In fact, a robust understanding of the lifetime value of each of your customers can provide an even clearer view of the value of your business, plus the potential opportunities to increase value going forward.

Here’s how to develop a detailed understanding of the lifetime value of our customers:

Step 1: Calculate the profit contribution of each customer in the current year.

Determine revenue per customer minus any attributable costs to servicing that customer, including cost of goods, cost to service, etc. If you don’t have customer-level financials in your accounting system, do your best to roll up financials across product segments. If you are in a business with hundreds or thousands of small customers, develop a set of customer segments by rolling up product lines or estimating the buying patterns of various customer types.

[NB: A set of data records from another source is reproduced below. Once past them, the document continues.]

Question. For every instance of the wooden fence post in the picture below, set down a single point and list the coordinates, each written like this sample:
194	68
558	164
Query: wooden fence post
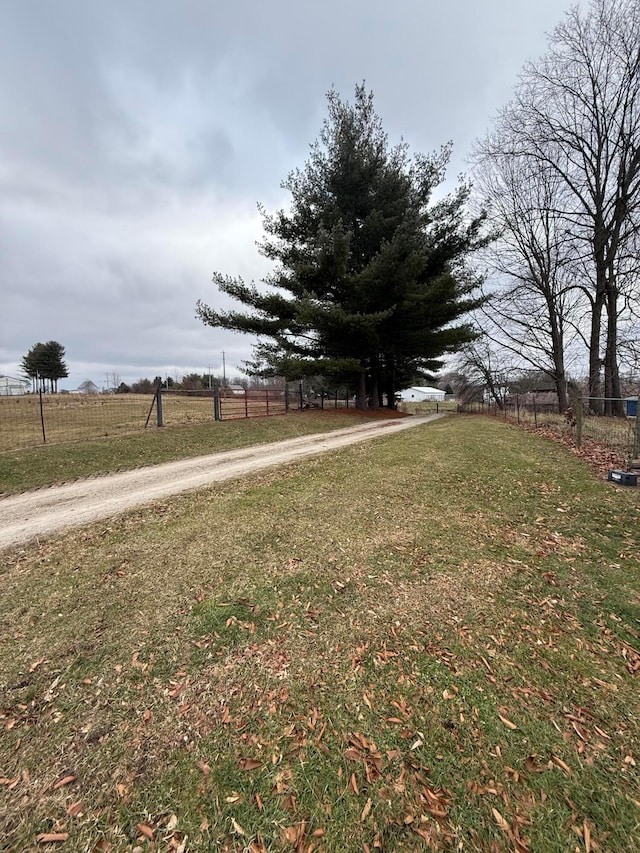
159	419
579	420
44	434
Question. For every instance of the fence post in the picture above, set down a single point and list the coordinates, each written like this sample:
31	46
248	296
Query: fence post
579	419
159	420
44	434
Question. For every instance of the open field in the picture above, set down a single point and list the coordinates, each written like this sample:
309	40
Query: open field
426	643
31	468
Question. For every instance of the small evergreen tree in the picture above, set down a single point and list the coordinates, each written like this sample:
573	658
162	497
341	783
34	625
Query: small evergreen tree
45	363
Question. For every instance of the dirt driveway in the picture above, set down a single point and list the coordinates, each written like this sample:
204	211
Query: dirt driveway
46	511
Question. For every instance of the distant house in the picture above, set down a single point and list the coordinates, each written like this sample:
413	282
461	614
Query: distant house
12	387
88	387
421	394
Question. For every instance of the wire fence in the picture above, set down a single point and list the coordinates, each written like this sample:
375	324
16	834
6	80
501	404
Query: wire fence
619	433
29	420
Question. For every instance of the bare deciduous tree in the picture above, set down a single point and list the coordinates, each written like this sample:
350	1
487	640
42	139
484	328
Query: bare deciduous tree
576	114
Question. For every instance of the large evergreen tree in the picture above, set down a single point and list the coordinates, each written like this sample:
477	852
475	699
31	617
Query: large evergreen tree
370	278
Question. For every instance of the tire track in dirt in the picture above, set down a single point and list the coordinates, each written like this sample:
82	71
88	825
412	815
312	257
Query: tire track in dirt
47	511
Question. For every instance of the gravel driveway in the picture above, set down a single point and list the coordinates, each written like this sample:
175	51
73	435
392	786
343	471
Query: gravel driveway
47	511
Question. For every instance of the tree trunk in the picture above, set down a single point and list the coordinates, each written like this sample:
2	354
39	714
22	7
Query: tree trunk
374	398
595	386
611	374
361	394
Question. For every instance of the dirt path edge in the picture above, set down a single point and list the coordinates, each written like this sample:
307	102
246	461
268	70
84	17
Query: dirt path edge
33	515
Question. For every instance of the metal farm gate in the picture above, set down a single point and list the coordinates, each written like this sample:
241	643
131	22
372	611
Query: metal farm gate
234	404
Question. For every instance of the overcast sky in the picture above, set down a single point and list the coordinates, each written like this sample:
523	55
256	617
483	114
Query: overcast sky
137	136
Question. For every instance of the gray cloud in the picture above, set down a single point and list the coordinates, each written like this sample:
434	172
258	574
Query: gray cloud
137	137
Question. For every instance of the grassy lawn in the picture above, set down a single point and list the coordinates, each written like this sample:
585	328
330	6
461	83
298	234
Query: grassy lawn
46	465
427	642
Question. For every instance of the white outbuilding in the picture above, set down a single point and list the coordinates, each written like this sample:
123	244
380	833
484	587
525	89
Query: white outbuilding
12	387
421	394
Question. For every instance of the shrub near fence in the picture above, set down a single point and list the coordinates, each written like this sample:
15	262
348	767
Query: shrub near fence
621	434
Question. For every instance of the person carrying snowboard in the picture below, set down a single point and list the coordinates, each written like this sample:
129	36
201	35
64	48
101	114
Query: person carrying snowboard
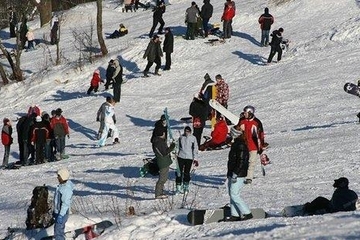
237	168
187	155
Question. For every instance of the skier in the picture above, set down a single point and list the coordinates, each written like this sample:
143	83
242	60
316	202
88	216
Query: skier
343	199
187	156
95	82
218	135
62	203
6	140
157	18
228	15
61	129
198	111
237	167
254	133
109	123
163	160
275	44
265	21
168	47
206	14
40	134
191	15
13	22
117	80
153	54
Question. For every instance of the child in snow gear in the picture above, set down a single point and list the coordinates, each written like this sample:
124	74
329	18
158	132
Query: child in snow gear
237	166
187	155
343	199
153	54
6	140
95	82
265	21
62	202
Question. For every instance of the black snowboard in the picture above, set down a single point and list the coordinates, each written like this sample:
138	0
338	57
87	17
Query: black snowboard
197	217
352	88
97	228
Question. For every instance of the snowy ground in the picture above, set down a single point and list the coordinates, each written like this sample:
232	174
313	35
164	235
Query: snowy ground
309	121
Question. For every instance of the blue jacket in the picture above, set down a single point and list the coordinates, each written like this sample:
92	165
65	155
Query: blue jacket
63	198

Step 2: Develop a realistic estimate of how long you might retain each customer.

The relative duration of a customer relationship is more important than the absolute timeframe. Determine which customers are more loyal and which are likely to be repeat buyers and how often they buy.

Step 3: Estimate the cost to acquire or retain the customer.

Some customers may require large discounts or heavy marketing investments up front, but little or no cost to retain. Others may require a costly reselling effort every month. Estimate the cost of this on a yearly basis.

Step 4: Do the math.

 Build a simple cash flow model combining yearly contribution projections, costs to acquire or retain, and continue the cash flow for the projected life of the customer relationship. Be sure to subtract an “overhead charge” for your total operating costs and include any capital costs if customers require incremental capital investment (e.g., working capital or equipment). Discount future years at a reasonable cost of capital (8-10 percent is usually a good number to use—no reason to get too technical).

Most businesses are surprised by how many customers are unprofitable when they create a “fully loaded” estimate of customer profitability. Businesses are also likely to find drastic differences in the value of various customers and segments.

This calculation of customer value may cause you to question many of your previous investments and give you a better view of where to allocate future investments.